Something I have maintained on XYZ recently is the idea that even when we lose, we win.
Although the elections in continental Europe this year haven’t repeated the barnstorming thumpings we handed out to the left in 2016, the results indicate that support for moderate nationalist parties is growing. In the case of the Netherlands and now Austria, this support is having a positive impact on the policies of centre-right parties:
“An anti-immigration and anti European Union surge has underpinned a likely right wing coalition government in Austria headed by the world’s youngest leader, the 31-year-old Sebastian Kurz.
“Early results from Sunday’s election show that Kurz’s conservative People’s Party (ÖVP), was on track to win the election with 31.7 per cent support with the Social Democrats on 26.9 per cent and the far-right Freedom Party (FPÖ) with 26 per cent.”
I know, I’m laughing at “far-right” Regardless, that is nearly 60 per cent support for the right, in the heart of Europe.
“The election was vindication for Mr Kurz who was Europe’s youngest foreign minister but who transformed his party in the last few months into a ‘’movement’’ and marketed the party as ‘’The New People’s Party’’, taking a harder stance on migration and adopting many of the policies of the Freedom Party.
“Central to his appeal was a vow to shut down the migrant route into Austria and limit social benefit payments to migrants until they have lived in the country for five years.”
Let me repeat:
“Adopting many of the policies of the Freedom Party.”
As practically every politically aware person in Australia knows, this has a precedent in Australian politics. They may have put Pauline Hanson in jail, but the Liberal Party adopted many of One Nation’s principles to win the 2001 election, particularly its tough approach to asylum seekers.
Even though she lost, Pauline won.
Lucas Rosas has made the strong case that Australians on the right must unite behind one political party to pull the Liberal Party to the right, to counter the fact that the far-left extremists in the Greens pull Labor to the Left. Without it, the Liberal Party with or without the traitor Turnbull at the helm will drift ever leftward.

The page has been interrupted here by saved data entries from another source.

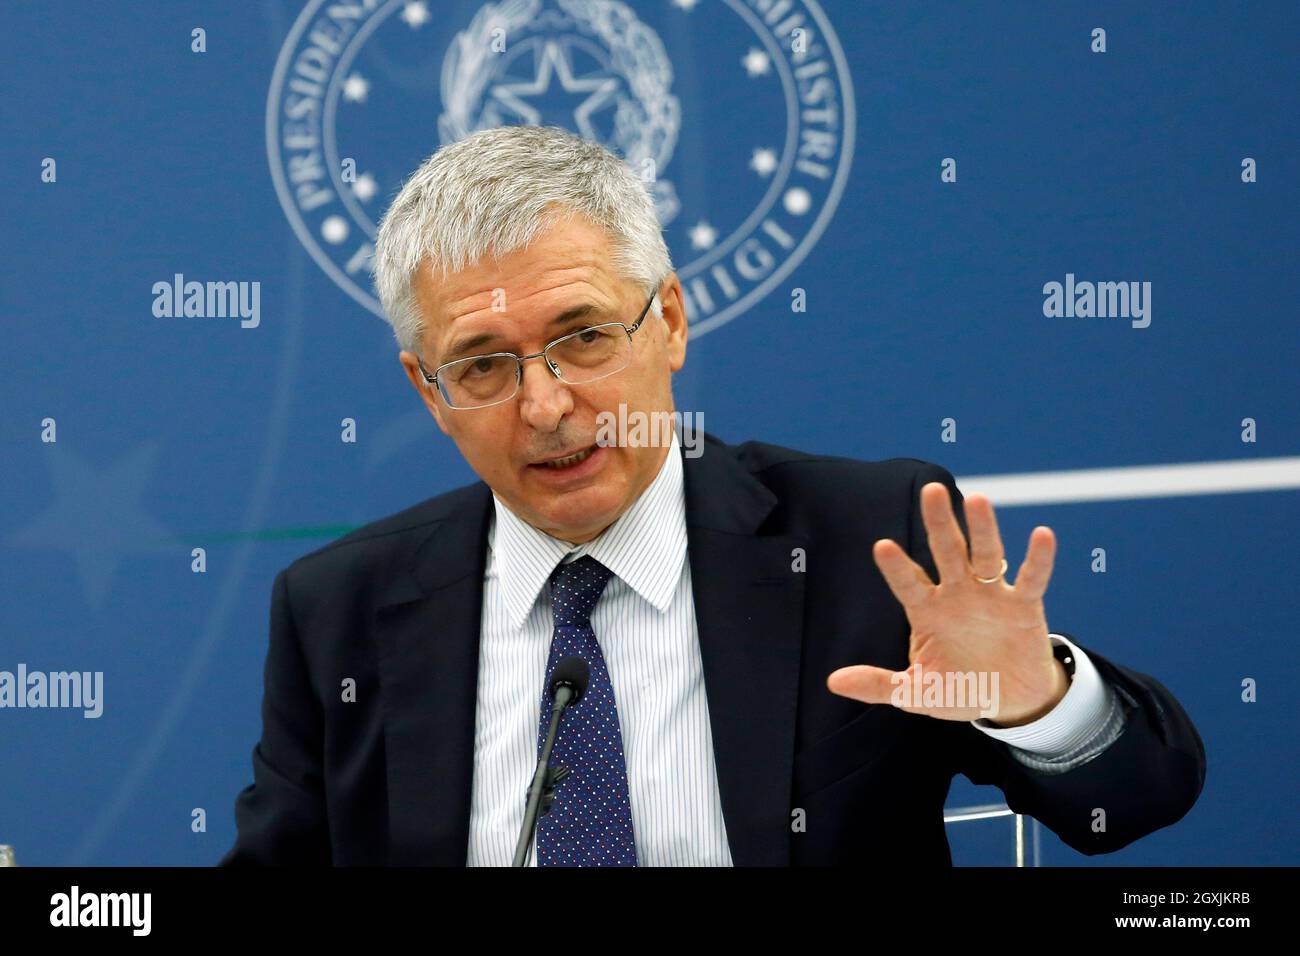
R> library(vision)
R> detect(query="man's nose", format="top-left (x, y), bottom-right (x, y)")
top-left (517, 357), bottom-right (574, 431)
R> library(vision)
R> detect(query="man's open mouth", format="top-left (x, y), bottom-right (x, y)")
top-left (531, 444), bottom-right (598, 469)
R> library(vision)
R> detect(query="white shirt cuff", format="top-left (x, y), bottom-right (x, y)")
top-left (969, 633), bottom-right (1114, 756)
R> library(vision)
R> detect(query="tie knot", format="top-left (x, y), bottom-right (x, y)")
top-left (548, 555), bottom-right (614, 628)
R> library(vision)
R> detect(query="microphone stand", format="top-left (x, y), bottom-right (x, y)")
top-left (512, 684), bottom-right (576, 867)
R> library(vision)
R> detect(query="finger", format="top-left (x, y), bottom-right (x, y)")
top-left (1012, 526), bottom-right (1056, 600)
top-left (964, 494), bottom-right (1007, 580)
top-left (873, 538), bottom-right (935, 609)
top-left (920, 482), bottom-right (971, 584)
top-left (826, 664), bottom-right (902, 705)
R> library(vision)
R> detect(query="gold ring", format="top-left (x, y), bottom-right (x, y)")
top-left (973, 557), bottom-right (1007, 584)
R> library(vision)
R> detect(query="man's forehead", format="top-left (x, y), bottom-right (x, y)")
top-left (414, 214), bottom-right (618, 315)
top-left (433, 266), bottom-right (606, 309)
top-left (414, 260), bottom-right (624, 343)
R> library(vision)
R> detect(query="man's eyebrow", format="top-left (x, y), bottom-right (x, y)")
top-left (440, 303), bottom-right (608, 362)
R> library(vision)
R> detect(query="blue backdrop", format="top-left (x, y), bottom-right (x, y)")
top-left (1, 0), bottom-right (1296, 866)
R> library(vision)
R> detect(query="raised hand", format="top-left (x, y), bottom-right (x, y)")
top-left (826, 482), bottom-right (1068, 726)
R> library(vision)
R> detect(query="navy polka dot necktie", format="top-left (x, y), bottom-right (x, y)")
top-left (536, 555), bottom-right (639, 866)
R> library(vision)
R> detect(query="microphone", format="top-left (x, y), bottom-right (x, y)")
top-left (550, 656), bottom-right (590, 707)
top-left (512, 656), bottom-right (589, 866)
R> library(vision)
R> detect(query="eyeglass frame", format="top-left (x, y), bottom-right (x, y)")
top-left (416, 288), bottom-right (660, 410)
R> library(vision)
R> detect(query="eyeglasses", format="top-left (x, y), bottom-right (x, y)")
top-left (417, 289), bottom-right (659, 410)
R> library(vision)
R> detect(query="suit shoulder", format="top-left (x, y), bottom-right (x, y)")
top-left (280, 480), bottom-right (486, 587)
top-left (724, 435), bottom-right (952, 489)
top-left (708, 434), bottom-right (957, 530)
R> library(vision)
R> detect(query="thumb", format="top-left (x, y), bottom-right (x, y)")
top-left (826, 664), bottom-right (904, 705)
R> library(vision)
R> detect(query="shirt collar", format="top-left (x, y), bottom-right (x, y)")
top-left (489, 428), bottom-right (687, 630)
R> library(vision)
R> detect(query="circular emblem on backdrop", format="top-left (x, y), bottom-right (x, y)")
top-left (267, 0), bottom-right (854, 338)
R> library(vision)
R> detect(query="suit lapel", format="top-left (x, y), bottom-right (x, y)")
top-left (373, 484), bottom-right (492, 865)
top-left (683, 439), bottom-right (806, 866)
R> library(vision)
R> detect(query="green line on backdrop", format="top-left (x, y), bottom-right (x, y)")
top-left (162, 525), bottom-right (360, 544)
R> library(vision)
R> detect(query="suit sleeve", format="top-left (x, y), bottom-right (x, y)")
top-left (907, 462), bottom-right (1207, 854)
top-left (219, 567), bottom-right (332, 865)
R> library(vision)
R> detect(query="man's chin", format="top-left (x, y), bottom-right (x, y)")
top-left (524, 489), bottom-right (623, 542)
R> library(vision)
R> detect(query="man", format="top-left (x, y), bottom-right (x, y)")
top-left (222, 125), bottom-right (1204, 866)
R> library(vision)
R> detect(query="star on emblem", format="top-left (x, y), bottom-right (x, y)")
top-left (342, 73), bottom-right (370, 103)
top-left (689, 220), bottom-right (718, 250)
top-left (742, 48), bottom-right (771, 77)
top-left (750, 148), bottom-right (778, 176)
top-left (400, 1), bottom-right (430, 29)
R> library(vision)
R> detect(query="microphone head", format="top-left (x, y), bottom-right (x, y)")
top-left (550, 656), bottom-right (590, 705)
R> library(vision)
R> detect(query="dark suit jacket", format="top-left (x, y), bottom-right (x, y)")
top-left (221, 431), bottom-right (1205, 865)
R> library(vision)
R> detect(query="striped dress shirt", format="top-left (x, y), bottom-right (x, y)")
top-left (465, 430), bottom-right (1125, 865)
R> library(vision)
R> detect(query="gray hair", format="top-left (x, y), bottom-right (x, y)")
top-left (373, 125), bottom-right (672, 356)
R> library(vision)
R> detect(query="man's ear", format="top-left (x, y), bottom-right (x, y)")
top-left (659, 273), bottom-right (688, 372)
top-left (399, 350), bottom-right (450, 435)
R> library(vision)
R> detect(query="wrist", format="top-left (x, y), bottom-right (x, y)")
top-left (986, 658), bottom-right (1070, 728)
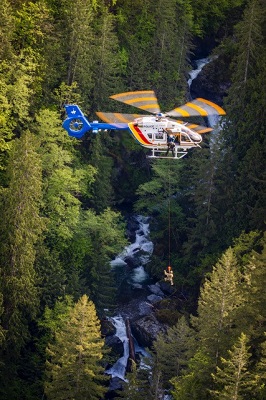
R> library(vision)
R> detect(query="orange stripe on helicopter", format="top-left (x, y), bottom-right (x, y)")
top-left (171, 108), bottom-right (190, 117)
top-left (113, 113), bottom-right (132, 122)
top-left (110, 90), bottom-right (154, 99)
top-left (126, 97), bottom-right (157, 104)
top-left (196, 98), bottom-right (226, 115)
top-left (197, 127), bottom-right (213, 134)
top-left (128, 123), bottom-right (152, 145)
top-left (186, 102), bottom-right (208, 116)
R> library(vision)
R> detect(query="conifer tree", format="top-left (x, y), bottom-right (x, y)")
top-left (45, 294), bottom-right (107, 400)
top-left (0, 293), bottom-right (5, 346)
top-left (0, 131), bottom-right (44, 353)
top-left (215, 0), bottom-right (266, 235)
top-left (153, 316), bottom-right (195, 388)
top-left (82, 208), bottom-right (127, 312)
top-left (0, 131), bottom-right (44, 399)
top-left (255, 336), bottom-right (266, 399)
top-left (171, 349), bottom-right (213, 400)
top-left (240, 233), bottom-right (266, 340)
top-left (211, 333), bottom-right (255, 399)
top-left (119, 360), bottom-right (152, 400)
top-left (192, 247), bottom-right (244, 364)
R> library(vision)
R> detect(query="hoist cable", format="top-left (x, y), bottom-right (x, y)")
top-left (168, 158), bottom-right (171, 267)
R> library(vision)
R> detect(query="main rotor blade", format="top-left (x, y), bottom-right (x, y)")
top-left (176, 120), bottom-right (213, 134)
top-left (109, 90), bottom-right (161, 114)
top-left (96, 112), bottom-right (147, 123)
top-left (167, 98), bottom-right (226, 118)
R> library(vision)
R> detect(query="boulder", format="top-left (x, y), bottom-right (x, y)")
top-left (147, 284), bottom-right (165, 297)
top-left (131, 314), bottom-right (167, 348)
top-left (190, 57), bottom-right (229, 106)
top-left (101, 318), bottom-right (116, 336)
top-left (108, 376), bottom-right (124, 392)
top-left (138, 300), bottom-right (154, 317)
top-left (105, 335), bottom-right (124, 359)
top-left (159, 281), bottom-right (175, 294)
top-left (147, 294), bottom-right (163, 304)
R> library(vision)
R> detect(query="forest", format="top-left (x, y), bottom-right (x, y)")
top-left (0, 0), bottom-right (265, 399)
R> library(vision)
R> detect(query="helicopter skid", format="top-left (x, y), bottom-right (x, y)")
top-left (147, 143), bottom-right (200, 160)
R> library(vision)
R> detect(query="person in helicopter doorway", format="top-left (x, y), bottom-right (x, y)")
top-left (164, 266), bottom-right (174, 285)
top-left (165, 131), bottom-right (175, 157)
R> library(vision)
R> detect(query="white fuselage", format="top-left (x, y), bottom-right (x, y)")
top-left (134, 116), bottom-right (202, 145)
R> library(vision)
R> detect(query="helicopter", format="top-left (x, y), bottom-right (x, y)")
top-left (62, 90), bottom-right (226, 159)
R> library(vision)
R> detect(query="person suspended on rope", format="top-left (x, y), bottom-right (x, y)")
top-left (164, 266), bottom-right (174, 285)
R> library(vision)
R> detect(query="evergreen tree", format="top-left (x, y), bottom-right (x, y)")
top-left (87, 133), bottom-right (115, 213)
top-left (35, 109), bottom-right (96, 245)
top-left (82, 208), bottom-right (127, 312)
top-left (215, 0), bottom-right (266, 235)
top-left (171, 349), bottom-right (213, 400)
top-left (91, 9), bottom-right (124, 111)
top-left (0, 293), bottom-right (6, 346)
top-left (0, 0), bottom-right (15, 61)
top-left (45, 294), bottom-right (107, 400)
top-left (0, 131), bottom-right (44, 400)
top-left (240, 233), bottom-right (266, 340)
top-left (0, 131), bottom-right (44, 353)
top-left (153, 316), bottom-right (195, 388)
top-left (255, 336), bottom-right (266, 399)
top-left (119, 360), bottom-right (152, 400)
top-left (192, 248), bottom-right (244, 364)
top-left (150, 0), bottom-right (193, 106)
top-left (211, 333), bottom-right (255, 399)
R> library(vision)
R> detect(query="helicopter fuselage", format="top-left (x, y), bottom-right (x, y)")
top-left (128, 116), bottom-right (202, 149)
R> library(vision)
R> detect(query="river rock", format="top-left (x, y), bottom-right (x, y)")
top-left (131, 314), bottom-right (167, 348)
top-left (159, 281), bottom-right (175, 294)
top-left (124, 255), bottom-right (140, 268)
top-left (108, 376), bottom-right (124, 392)
top-left (190, 57), bottom-right (229, 105)
top-left (147, 284), bottom-right (165, 297)
top-left (101, 318), bottom-right (116, 336)
top-left (105, 335), bottom-right (124, 358)
top-left (147, 294), bottom-right (163, 304)
top-left (126, 217), bottom-right (139, 242)
top-left (138, 300), bottom-right (154, 317)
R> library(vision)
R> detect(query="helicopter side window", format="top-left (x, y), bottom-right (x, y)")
top-left (180, 132), bottom-right (191, 142)
top-left (155, 133), bottom-right (164, 140)
top-left (155, 129), bottom-right (165, 140)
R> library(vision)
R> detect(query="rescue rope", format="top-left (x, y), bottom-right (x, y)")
top-left (168, 158), bottom-right (171, 267)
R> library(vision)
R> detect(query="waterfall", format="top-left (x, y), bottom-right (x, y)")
top-left (187, 57), bottom-right (211, 88)
top-left (105, 316), bottom-right (129, 381)
top-left (107, 216), bottom-right (153, 382)
top-left (111, 215), bottom-right (153, 286)
top-left (188, 57), bottom-right (222, 132)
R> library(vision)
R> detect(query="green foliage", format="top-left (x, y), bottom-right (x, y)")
top-left (211, 333), bottom-right (256, 399)
top-left (0, 1), bottom-right (265, 398)
top-left (35, 109), bottom-right (96, 243)
top-left (119, 360), bottom-right (152, 400)
top-left (81, 208), bottom-right (127, 311)
top-left (192, 248), bottom-right (244, 363)
top-left (191, 0), bottom-right (245, 36)
top-left (0, 131), bottom-right (44, 353)
top-left (171, 349), bottom-right (213, 400)
top-left (45, 294), bottom-right (108, 400)
top-left (155, 309), bottom-right (181, 326)
top-left (153, 316), bottom-right (195, 388)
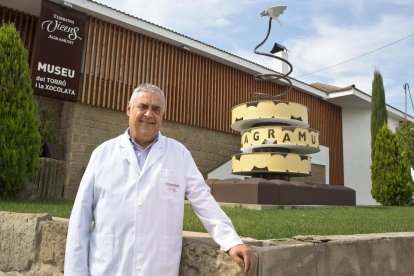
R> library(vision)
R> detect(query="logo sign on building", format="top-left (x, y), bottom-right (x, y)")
top-left (32, 0), bottom-right (86, 101)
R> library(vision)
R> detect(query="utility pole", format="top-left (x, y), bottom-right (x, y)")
top-left (403, 83), bottom-right (409, 120)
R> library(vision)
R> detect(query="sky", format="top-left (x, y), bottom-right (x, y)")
top-left (95, 0), bottom-right (414, 116)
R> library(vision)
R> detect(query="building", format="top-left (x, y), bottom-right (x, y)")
top-left (312, 83), bottom-right (413, 204)
top-left (1, 0), bottom-right (412, 204)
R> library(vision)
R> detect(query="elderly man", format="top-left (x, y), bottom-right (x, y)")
top-left (65, 83), bottom-right (257, 275)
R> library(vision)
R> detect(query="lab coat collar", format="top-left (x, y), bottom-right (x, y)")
top-left (141, 132), bottom-right (165, 173)
top-left (119, 130), bottom-right (165, 175)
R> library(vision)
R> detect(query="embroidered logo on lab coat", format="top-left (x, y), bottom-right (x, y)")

The election results in the Netherlands and Austria demonstrate that this strategy can work and is working. In Australia, we just need to make it work. As I have indicated, Turnbull is already attempting to signal to the right, without achieving much, so we need to keep pushing.
The lesson we should take from the last time a nationalist party in Australia steered a conservative party back to the right, is that although we maintained a bulwark against the left on at least the economic front, the left’s dominance of the institutions and academia meant that they were able to continue to push their agenda without holding national government, and were well placed to implement a tsunami of policies when they regained it in 2007. So complete was the left’s full spectrum dominance that the Liberal Party was forced to take on many of Labor’s social spending policies, and has been unable to repeat the Howard government’s success on the economic front.
Therefore, not only do we need to unite behind one political party on the right, we need to forcibly reestablish control of not only the institutions and academia, but now the media, the corporations, the churches, pretty much everything.
Finally, as Adam Piggott has pointed out, controlling illegal immigration will not be enough. Australia has been taking in over 200,000 migrants a year since the Howard government was in office.
We don’t need any of them.
On the right, the battle over illegal immigration, the right to protect our borders, is well and truly won. On Islam, true conservatives appear well informed on its dangers, so well informed in fact that The XYZ barely needs to mention it any more. The next great fight will be between civic nationalism and ethnic natinalism. If the ethnic nationalists don’t win, protecting our borders won’t matter a jot, because we will be swamped by Asians.